Embora se reconheça a notória subnotificação dos casos, documentos oficiais do Ministério da Saúde e da OMS expõem a tragédia brasileira dos sequelados pela exposição ao veneno. Em 2024, o Ministério da Saúde atualizou a Lista de Doenças Relacionadas ao Trabalho. São mais de 40 enfermidades causadas pela exposição aos agrotóxicos: câncer, linfomas, leucemia, hipotireoidismo, Parkinson e depressão, dentre outras.
No processo a ser julgado pelo STF, o Instituto Nacional do Câncer (Inca) indicou os riscos do uso intensivo, para os trabalhadores e para o ambiente. Apontando a necessidade rever os estímulos aos agrotóxicos. O INCA destaca o fato de o Brasil autorizar agrotóxicos proibidos em outros países.

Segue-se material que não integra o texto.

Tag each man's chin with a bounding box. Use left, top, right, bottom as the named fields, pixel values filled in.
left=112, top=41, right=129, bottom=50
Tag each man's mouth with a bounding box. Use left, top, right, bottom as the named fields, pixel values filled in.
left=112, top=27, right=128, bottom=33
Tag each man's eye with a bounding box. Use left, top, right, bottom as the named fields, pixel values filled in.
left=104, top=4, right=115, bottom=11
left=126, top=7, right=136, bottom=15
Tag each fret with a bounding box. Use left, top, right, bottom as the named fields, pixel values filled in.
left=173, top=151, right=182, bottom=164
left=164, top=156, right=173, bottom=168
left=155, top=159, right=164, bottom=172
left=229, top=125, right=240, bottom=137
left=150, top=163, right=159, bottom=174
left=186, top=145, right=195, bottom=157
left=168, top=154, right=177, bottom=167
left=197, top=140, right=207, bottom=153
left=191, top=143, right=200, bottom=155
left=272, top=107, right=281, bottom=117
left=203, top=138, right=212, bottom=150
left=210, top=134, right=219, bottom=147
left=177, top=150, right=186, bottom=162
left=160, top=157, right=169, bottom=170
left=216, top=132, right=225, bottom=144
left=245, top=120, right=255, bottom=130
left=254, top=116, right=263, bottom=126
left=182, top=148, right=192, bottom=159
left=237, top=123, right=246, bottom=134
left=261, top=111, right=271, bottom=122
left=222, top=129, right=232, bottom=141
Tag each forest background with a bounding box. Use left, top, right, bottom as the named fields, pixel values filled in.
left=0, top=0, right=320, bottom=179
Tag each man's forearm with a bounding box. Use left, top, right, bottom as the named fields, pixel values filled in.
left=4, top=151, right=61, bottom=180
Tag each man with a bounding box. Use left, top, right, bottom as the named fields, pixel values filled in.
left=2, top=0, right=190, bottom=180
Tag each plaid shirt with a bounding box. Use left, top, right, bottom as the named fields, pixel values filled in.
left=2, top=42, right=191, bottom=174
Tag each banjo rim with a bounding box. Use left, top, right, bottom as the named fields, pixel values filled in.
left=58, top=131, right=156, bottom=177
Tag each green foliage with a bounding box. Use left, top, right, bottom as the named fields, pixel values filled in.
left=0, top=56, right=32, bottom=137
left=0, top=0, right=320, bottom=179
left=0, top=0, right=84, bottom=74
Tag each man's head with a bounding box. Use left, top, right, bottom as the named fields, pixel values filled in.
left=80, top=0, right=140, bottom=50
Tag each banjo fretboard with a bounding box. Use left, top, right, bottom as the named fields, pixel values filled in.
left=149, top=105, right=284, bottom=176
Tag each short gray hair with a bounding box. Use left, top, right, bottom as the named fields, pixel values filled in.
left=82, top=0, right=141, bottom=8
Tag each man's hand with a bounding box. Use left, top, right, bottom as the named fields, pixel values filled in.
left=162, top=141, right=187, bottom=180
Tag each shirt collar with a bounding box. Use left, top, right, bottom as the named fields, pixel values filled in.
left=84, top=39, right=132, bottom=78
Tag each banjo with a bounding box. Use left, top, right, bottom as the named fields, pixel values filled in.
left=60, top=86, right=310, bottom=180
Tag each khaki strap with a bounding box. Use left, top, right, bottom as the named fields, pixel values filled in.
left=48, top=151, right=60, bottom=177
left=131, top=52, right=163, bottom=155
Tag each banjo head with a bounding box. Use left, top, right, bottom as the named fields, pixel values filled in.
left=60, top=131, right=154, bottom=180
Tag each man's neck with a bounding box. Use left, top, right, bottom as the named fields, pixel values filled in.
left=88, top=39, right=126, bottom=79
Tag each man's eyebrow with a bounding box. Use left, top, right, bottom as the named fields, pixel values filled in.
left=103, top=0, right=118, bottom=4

Os benefícios fiscais incentivam o uso do veneno, desestimulando a busca por modelos menos tóxicos, na contramão do princípio da precaução, que exige ações para a redução progressiva e sustentadamente do uso de agrotóxicos.
Para além da arrecadação, o STF deve considerar a lição de estudiosos da função extrafiscal dos tributos. O professor Roque Antônio Carraza esclarece que o IPI e o ICMS devem guardar o caráter extrafiscal, desestimulando comportamentos e práticas nocivas e indesejadas.
Foi nesse sentido o parecer da Procuradoria-Geral da República, que chama a atenção para o fato de que os agrotóxicos não podem ser considerados produtos essenciais segundo as previsões contidas na Constituição Federal, situação que impossibilita a concessão de isenção fiscal.
Em julgamentos importantes, que contrapõem interesses econômicos imediatos com a pauta ambiental, o STF vem se posicionando de forma responsável, eventualmente corrigindo desvios de outros poderes. O STF vem dando concretude ao compromisso com a preservação do meio ambiente equilibrado, para as gerações presentes e futuras..
Na Ação Direta de Inconstitucionalidade (ADI) n° 6.137, em que julgou a lei cearense que proibiu a pulverização aérea de agrotóxicos, o STF ressaltou que os princípios constitucionais da prevenção e da precaução se dirigem à proteção da saúde humana e preservação do meio ambiente sustentável, logo, “impõem cautela e prudência na atuação positiva e negativa na regulação de atividades econômicas potencialmente lesivas a esses bens jurídicos”. Uma vez mais, o STF está diante do desafio de renovar o compromisso brasileiro com a Agenda 2030 — pacto do mundo civilizado com o desenvolvimento sustentável.